The federal government’s latest Intergenerational Report provides a deeply disturbing snapshot of the potential economic impacts if we fail to get climate change under control. Yet in a world 3 to 4 degrees hotter than pre-industrial levels, economic impacts could be the least of our worries.
The task is unparalleled outside wartime. Within 30 years we must manage the decline of fossil fuel extractive sectors, transform every aspect of our energy and transport sectors, reindustrialise much of manufacturing, and find solutions to difficult problems in agriculture.
What’s to be done?
The need for a Net Zero National Cabinet Committee
We should begin with leadership across the federal government, coordinated with the states and territories. The best structure might be a Net Zero National Cabinet Committee with two clear objectives – to develop and begin implementing a national net zero transformation plan by the end of 2024.
Modern governments are more than happy to set targets and announce plans to meet them. They seem to have lost the capacity or will to implement such plans. The Net Zero Economy Agency, created in July and chaired by former Climate Change Minister Greg Combet, could be charged with that task.
The first step is being taken – the Climate Change Authority is now advising on emissions reduction targets for 2035 and perhaps beyond. The government’s work to create pathways to reducing emissions in every economic sector must be used to build a comprehensive set of policies that are directly linked to meeting the targets.
How to get electricity moving in the right direction
The electricity sector can be put on track with three actions. One, drive emissions reduction towards net zero using a sector-focused policy such as the Renewable Energy Target or the Safeguard Mechanism.
Two, implement the Capacity Investment Scheme, a policy intended to deliver dispatchable electricity capacity to balance a system built on intermittent wind and solar supply.
Three, set up a National Transmission Agency to work with the Australian Energy Market Operator (AEMO) to plan the national transmission grid and with authority to direct, fund, and possibly own that grid.
For heavy industry, the scale and pace of change demands a 21st-century industry policy, in three parts. Activities such as coal mining will be essentially incompatible with a net-zero economy.

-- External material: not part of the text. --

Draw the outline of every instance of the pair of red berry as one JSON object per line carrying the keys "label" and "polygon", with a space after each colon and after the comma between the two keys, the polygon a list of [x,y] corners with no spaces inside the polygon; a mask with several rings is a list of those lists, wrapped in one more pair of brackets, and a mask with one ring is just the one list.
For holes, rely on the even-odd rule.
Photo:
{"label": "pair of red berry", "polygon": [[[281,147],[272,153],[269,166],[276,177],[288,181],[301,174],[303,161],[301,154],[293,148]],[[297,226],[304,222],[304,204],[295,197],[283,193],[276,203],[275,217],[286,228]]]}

Activities such as steel-making may be able to transform through economic, low-emissions technologies.
Finally, activities such as low-emissions extraction and processing of critical energy minerals, which are insignificant today but which in time could help Australia to capitalise on globally significant comparative advantages.
Create a plan – and stick to it
The government has made a good start by revising the Safeguard Mechanism and the Hydrogen Strategy and developing a Critical Minerals Strategy. These should be brought together in an overarching policy framework with consistent, targeted policies linked to clear goals, developed and executed in sustained collaboration with industry.
The Safeguard Mechanism will need to be extended beyond 2030 and its emissions threshold for the companies it covers lowered to 25,000 tonnes of emissions per year.
Industry funding will probably need to expand, and give priority to export-oriented industries that will grow in a net-zero global economy. And the federal and state governments should phase out all programs that encourage expansion of fossil fuel extraction or consumption.
In transport, long-delayed emissions standards should be set and implemented. Finally, government-funded research, some of it already underway, should focus on difficult areas such as early-stage emissions reduction technologies in specific heavy industries, transport subsectors, and emissions from grazing cattle and sheep.
There is little new or radical in the elements of this plan. What would be new is a commitment to its design and implementation. This is what government needs to do now. The consequences of failure are beyond our worst fears, the benefits of success beyond our best dreams.